The capitalists’ sporadic attempts to curb pollution have little impact. The Environmental Protection Agency is chronically underfunded; the Clean Air Act is perpetually under-enforced, following the needs and urgings of industry. As stated in Occupational and Environmental Health (2011), edited by Levy and Wegman, “…the workers’ desire for comfort, income, safety, and leisure is continually counterbalanced by the employer’s need for profit.” This is an iron rule of capitalism, even more so in a period of rising inter-imperialist competition.
Lawrence Summers, chief economist of the World Bank in the early 1990s, summed up the bosses’ murderous business-as-usual in a famous memo:  “I think the economic logic behind dumping a load of toxic waste in the lowest-wage country is impeccable and we should face up to that.”
Rx for Cancer: Communist Revolution
The medical establishment’s response to the cancer epidemic is mostly limited to encouraging screening and lifestyle changes. But while mammograms and colonoscopies may detect early cancer or precancerous changes, they do nothing to prevent the development of cancer in the population in general. And while the health system urges us to stop smoking and eat a healthy diet, it generally ignores the saturation of our food with corn syrup, the fact that fast foods are all that many can afford, and the easy access of the young to highly addictive cigarettes. In 2009, the government’s public health activities received only 3 percent of the more than $2 trillion spent by the U.S. on health care.

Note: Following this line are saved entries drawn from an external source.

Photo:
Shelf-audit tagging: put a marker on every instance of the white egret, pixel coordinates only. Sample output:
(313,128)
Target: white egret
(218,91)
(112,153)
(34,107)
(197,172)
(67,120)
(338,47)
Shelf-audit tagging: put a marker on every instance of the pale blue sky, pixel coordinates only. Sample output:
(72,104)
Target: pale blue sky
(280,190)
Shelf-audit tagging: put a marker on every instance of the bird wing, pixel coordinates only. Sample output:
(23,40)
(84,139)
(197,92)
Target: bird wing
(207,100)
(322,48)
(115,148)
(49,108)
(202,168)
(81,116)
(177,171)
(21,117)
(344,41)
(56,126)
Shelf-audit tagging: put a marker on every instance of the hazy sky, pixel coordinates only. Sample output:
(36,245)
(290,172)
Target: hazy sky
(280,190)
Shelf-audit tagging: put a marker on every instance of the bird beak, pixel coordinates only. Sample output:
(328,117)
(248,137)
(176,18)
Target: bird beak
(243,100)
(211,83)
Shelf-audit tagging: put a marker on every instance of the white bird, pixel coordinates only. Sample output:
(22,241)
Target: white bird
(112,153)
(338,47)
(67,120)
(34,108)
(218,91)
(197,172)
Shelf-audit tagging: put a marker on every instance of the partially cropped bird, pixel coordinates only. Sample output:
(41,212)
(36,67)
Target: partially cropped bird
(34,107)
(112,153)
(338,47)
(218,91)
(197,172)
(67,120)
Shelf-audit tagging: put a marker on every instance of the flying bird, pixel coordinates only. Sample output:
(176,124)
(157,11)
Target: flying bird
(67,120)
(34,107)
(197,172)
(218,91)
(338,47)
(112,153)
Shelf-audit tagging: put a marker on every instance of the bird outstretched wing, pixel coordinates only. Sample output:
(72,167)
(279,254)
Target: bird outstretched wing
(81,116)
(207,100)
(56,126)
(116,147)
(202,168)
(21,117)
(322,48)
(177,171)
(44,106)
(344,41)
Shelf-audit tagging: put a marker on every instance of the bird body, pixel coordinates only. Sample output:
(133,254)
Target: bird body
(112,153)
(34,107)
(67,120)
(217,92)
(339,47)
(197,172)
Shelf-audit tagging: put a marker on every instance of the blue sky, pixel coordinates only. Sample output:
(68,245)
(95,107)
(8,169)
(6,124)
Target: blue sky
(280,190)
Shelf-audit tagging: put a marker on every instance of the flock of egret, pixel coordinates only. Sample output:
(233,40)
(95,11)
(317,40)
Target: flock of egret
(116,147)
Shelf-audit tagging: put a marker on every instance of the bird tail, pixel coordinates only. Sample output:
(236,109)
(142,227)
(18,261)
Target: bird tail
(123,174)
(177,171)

Because of racism, Black, Latin, and immigrant workers receive the worst medical care, and are forced to live and work in areas that are the most toxic to their health.
Children are the canaries in the coal mine (  a warning of adverse conditions and greater danger), especially vulnerable to the ravages of environment-induced cancer. By 2003, according to the New York Times, the incidence of cancer in children had increased 20 percent in the preceding 20 years. For infants under one, the increase was 36 percent!  The recent vogue of movies (like The Fault in Our Stars), TV shows, and books about children with cancer is a ruling-class tool to get us to accept this atrocity as the new normal.     
Capitalism is “a system that fouls its own nest, both the human-social conditions and the wider natural environment on which it depends” (Monthly Review, December 2011). This is the very nature of the beast.
The cancer epidemic will be defeated only when this profit-driven society is replaced by one ruled by and for workers — by communism.